Week 7: RSVPs and Site Visits at The New York Times
This week I continued to manage the RSVPs coming in for Shakespeare in the Park, keeping a thoroughly accurate excel document where I can record the name of the client as well as their guest. At the end of each day I compile a RSVP update to send to the Advertising Director and the rest of the team we report to for the event. I have learned how important it is to keep a clean record of RSVPs and to keep everyone who is involved with the event updated throughout the planning process.
With over 250 events a year, The New York Times does a lot of client entertaining events that allow a NYT Executive and Business Editors to have an intimate dinner with clients throughout the U.S. When given a date and location for a dinner, our team must find a venue that can host 20-30 people at one table and remain within our budget. I have spent this past week compiling a list of venues for dinners in D.C., Detroit, London and NYC. When compiling these lists, I have to be sure I have pricing, availability, photos, and additional information to present to the Executive who is overseeing the event. I arranged a site visit for our team this week to visit one of the dinner venues in NYC so we could talk to the event executive at the restaurant and see the space in person. When given the opportunity, our team loves to be able to see a space in person so we can get a better understanding if the space will work for the particular event.

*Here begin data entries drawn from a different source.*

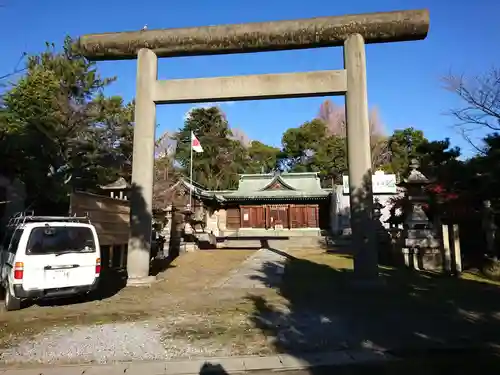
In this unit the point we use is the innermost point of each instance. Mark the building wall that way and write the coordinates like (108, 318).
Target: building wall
(276, 215)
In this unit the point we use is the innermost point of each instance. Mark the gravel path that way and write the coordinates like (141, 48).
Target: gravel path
(106, 343)
(264, 269)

With so many events in one year, and at least two a week, our team needs to ensure we have every little detail accounted for. Whether the event is in NYC and we are attending it, our it is in a different state and an NYT Events Team member is attending or there is another point person, we need to ensure that everyone knows what to do on site. My manager makes an “overview” for every event we do that has the same base information: location, run of show, branding, menu, on-site contact number, guest count. Having an overview like this allows us to run through the whole event with the team, the venue, and any other people helping with the event. It has become so clear to me how important communication is for our team. We will not send an invoice until we have a firm written yes from an executive, and we will ensure that after every meeting with an executive we send them a recap of the meeting. Having everything in writing and accessible to go back to for reference is so important.
Just being able to work at The New York Times and in such an impressive work environment has been such a great education. I have learned how an effective business is operated, especially in a large company in which our team has to interact with several different teams throughout the building.
It sounds like the work that you are doing continues to be invaluable for the organization. I imagine with the nature of the food industry – with restaurants closing and opening all the time – it may be a rather on-going process to maintain lists of possible venues as some may fall off (because they close) and others may be added (as they come on-line). That could be a full-time job in and of itself. I encourage you to keep a detailed list of all the tasks, projects, initiatives that you worked on/completed this summer as it will be a really useful tool when you start interviewing; to be able to talk about work that you’ve done and how that relates to work you may be asked to do elsewhere is really essential.